MIT Researchers Plan a World Without Traffic Signals
A team of researchers from MIT, Swiss Institute of Technology and Italian National Research Council have come up with a transportation system plan that does not have any stop signals.
While the concept seems futuristic for now, the researchers believe that they will be able to eliminate traffic lights without depending on self-driving cars.
Carlo Ratti (Senseable City Lab) and Paolo Santi (Ambient Mobility Lab) published a paper in the PLoS One journal substantiating his work on slot-based intersection.
This system will work even for the cars that are not autonomous, say the researchers. "In terms of what kind of technology you would need, you won't need to wait 20 years," Santi says. "We don't need autonomous driving. It's actually much simpler."
"From a technological standpoint, there are no big hurdles to implement this idea," added Santi. A short YouTube shows how this system will work.
"An intersection is a difficult place, because you have two flows competing for the same piece of real estate," said Carlo Ratti, director of the SENSEable City Lab in MIT's Department of Urban Studies and Planning, and a co-author of the study.

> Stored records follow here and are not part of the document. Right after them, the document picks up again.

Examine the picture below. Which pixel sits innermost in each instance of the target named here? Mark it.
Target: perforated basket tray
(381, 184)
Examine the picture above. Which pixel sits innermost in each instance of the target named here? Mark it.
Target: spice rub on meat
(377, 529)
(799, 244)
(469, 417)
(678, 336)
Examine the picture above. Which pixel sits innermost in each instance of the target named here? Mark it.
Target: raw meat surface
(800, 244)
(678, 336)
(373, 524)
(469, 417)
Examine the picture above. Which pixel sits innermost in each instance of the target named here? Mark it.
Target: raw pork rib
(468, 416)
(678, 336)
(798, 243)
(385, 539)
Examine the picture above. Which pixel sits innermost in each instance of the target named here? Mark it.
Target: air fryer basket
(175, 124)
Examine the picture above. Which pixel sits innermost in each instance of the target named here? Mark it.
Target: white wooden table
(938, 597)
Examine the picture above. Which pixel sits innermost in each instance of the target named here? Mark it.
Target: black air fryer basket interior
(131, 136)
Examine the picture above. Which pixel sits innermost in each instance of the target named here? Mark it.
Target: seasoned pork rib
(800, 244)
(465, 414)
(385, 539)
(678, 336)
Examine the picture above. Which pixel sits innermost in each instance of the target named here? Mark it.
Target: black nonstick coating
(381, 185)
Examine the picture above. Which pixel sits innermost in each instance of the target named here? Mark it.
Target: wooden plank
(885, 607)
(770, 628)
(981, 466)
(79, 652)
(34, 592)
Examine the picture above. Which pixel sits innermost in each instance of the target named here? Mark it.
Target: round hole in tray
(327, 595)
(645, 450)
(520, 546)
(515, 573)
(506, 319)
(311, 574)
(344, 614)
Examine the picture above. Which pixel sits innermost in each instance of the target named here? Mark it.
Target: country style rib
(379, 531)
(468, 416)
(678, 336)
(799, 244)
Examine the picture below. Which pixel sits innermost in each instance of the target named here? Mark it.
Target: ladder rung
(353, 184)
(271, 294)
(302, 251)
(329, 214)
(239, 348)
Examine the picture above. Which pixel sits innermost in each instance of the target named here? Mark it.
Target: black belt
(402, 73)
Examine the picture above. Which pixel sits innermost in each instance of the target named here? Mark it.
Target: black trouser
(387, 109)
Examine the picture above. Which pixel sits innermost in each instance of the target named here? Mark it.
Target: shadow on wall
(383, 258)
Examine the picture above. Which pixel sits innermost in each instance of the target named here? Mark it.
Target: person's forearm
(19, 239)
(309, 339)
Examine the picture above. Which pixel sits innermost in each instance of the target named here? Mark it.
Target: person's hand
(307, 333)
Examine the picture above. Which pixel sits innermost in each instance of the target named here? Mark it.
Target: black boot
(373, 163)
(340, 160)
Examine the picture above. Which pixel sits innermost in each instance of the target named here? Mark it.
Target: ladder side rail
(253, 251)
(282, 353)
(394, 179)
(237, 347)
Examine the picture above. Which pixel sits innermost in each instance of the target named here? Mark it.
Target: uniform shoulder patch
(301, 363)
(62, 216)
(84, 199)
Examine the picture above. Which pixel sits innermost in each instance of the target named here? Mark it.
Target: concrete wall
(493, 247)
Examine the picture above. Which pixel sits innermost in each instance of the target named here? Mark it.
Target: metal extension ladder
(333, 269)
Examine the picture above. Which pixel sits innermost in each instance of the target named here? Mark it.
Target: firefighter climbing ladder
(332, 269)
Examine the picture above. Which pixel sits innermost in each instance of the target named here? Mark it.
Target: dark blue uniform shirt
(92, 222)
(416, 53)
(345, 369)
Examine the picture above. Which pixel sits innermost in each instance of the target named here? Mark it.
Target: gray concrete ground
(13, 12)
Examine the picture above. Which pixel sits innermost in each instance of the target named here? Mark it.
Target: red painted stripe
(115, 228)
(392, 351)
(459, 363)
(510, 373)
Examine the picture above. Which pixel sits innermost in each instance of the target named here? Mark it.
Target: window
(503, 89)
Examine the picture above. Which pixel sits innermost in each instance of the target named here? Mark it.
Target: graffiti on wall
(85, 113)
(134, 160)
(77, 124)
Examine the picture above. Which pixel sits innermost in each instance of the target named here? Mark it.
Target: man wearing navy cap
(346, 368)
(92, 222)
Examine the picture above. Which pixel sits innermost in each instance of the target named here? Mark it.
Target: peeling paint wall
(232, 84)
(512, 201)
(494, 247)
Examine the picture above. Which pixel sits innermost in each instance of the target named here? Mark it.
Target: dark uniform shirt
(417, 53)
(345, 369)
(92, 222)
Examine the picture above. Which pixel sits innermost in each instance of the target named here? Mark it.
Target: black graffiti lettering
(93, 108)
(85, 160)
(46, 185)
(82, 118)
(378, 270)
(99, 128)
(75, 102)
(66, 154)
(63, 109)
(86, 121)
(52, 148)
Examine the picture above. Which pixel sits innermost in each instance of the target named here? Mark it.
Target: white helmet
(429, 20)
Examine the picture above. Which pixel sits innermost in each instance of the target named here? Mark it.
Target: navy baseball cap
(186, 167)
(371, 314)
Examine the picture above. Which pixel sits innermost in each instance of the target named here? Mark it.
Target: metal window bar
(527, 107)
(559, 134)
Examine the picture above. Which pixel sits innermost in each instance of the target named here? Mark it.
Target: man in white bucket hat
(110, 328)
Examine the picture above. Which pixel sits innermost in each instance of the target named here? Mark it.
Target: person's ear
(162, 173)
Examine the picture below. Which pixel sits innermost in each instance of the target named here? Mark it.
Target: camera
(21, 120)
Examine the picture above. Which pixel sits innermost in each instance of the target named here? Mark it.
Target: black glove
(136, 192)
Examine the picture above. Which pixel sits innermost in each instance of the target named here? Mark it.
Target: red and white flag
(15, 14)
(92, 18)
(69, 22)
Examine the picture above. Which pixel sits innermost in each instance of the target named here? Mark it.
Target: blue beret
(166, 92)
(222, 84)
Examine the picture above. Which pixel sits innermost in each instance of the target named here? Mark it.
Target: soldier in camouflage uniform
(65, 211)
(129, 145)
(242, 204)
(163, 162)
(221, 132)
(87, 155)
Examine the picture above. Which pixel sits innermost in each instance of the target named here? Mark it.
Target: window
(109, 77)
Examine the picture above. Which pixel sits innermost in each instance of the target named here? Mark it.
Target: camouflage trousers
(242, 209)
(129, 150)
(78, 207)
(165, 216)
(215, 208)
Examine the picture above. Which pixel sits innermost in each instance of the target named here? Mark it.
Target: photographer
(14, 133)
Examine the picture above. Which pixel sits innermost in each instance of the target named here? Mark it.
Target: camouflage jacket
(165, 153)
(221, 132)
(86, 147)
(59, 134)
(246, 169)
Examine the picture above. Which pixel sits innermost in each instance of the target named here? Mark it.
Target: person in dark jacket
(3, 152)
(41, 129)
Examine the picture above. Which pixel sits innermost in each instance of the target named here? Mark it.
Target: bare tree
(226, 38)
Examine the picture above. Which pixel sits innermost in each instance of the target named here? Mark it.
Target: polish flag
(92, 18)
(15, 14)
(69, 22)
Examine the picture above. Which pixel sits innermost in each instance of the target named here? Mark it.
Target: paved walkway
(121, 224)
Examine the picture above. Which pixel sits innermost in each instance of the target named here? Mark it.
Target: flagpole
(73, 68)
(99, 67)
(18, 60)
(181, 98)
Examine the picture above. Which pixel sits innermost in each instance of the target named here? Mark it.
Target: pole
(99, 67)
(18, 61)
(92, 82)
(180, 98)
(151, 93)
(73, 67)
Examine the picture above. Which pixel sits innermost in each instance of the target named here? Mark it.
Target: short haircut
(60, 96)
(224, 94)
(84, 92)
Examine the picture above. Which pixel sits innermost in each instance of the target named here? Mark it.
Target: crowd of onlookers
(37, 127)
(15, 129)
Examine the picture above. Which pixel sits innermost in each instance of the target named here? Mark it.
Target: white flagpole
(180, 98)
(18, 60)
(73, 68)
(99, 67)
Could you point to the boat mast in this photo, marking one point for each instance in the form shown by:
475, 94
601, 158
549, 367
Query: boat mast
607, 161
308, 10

"On the other hand, if a system has advanced technology and lacks traffic lights, it moves control from the [traffic] flow level to the vehicle level. Doing that, you can create a system that is much more efficient, because then you can make sure the vehicles get to the intersection exactly when they have a slot," he adds
Despite the idea's ingenuity, there is still a scope of risk to human drivers. The cars that will have the sensors for this system to work would still need humans to drive the car. While the system will dictate the car's cruising speed and trajectory, the driver would still control the vehicle and it is possible to make the mistakes. All it takes is simple disobeying of speed limits or lane changing to wreak havoc on this system.
The researchers admit that for now the idea is largely conceptual and would need paradigm shift in the existing infrastructure, that could take years to implement.